En cette année 1977, le règne de Somoza vacille et le FSNL en profite pour démontrer toute l’étendue de sa force d’opposition. Le 12 octobre, un commando s’empare de deux casernes de la Garde Nationale. Le FSNL devient une force politique incontournable. Mais un événement accélère la chute des Somoza : l’assassinat, en 1978, de Pedro Joachim Chamorro, directeur de La Prensa, principal journal d’opposition. Une pression forte s’exerce sur Somoza pour qu’il se retire. Le patronat appelle à la grève nationale. Le FSLN occupe les villes de Rivas et Grenade. Á Massaya, le quartier indigène, Monimbo, se lance dans une insurrection spontanée (barricades, bombes artisanales, etc…). La répression est féroce et malgré quelques miettes accordées par Somoza, l’indésirable dictateur se maintient au pouvoir. Chancelant mais déterminé à ne pas abdiquer…

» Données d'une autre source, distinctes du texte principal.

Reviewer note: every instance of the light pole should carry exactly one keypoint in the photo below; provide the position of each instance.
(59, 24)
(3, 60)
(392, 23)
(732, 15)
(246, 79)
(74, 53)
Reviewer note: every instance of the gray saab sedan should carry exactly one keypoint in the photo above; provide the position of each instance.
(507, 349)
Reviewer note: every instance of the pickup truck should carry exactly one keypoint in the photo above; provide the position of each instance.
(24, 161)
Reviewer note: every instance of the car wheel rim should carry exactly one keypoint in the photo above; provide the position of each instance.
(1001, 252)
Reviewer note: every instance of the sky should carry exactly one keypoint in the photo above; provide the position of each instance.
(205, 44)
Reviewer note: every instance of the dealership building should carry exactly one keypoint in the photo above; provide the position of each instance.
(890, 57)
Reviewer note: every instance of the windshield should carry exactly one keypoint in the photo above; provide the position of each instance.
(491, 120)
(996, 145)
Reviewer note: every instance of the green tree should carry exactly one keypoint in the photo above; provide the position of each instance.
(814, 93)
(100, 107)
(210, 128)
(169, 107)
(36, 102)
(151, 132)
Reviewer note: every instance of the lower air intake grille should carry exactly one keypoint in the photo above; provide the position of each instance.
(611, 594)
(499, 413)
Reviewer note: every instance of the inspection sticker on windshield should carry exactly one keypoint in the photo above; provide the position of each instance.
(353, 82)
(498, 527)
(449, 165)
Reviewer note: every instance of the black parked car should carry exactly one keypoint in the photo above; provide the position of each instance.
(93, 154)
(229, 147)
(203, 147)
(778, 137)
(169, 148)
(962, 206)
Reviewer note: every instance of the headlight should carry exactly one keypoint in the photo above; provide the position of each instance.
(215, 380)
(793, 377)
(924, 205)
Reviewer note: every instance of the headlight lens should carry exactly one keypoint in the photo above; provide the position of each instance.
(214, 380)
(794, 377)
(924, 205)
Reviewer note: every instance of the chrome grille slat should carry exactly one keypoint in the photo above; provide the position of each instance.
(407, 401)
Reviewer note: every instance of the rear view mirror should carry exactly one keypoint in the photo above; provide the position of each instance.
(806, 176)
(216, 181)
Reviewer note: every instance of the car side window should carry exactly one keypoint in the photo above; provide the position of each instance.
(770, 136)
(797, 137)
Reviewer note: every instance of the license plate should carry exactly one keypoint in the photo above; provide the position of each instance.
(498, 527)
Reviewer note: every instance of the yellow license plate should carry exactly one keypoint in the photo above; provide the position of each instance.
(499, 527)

Le FSNL passe alors à l’offensive et le 22 août 1978, un commando s’empare du palais National et prend en otage plus de 2 500 personnes dont le ministre de l’Intérieur, journalistes et familiers de Somoza. Cette action spectaculaire se solde par la libération de 58 prisonniers politiques.
Le pays est en ébullition, les heures de Somoza sont comptées. Au bout d’une année pleine de tensions, les USA finissent par lâcher leur marionnette et le 17 juillet 1979, Somoza abdique et s’enfuit chez ses petits copains. Après plus de 43 ans, la dynastie des Somoza prend fin. Le FSNL entre victorieux à Managua le 18 juillet 1979. La révolution a triomphé ! Le rêve peut commencer…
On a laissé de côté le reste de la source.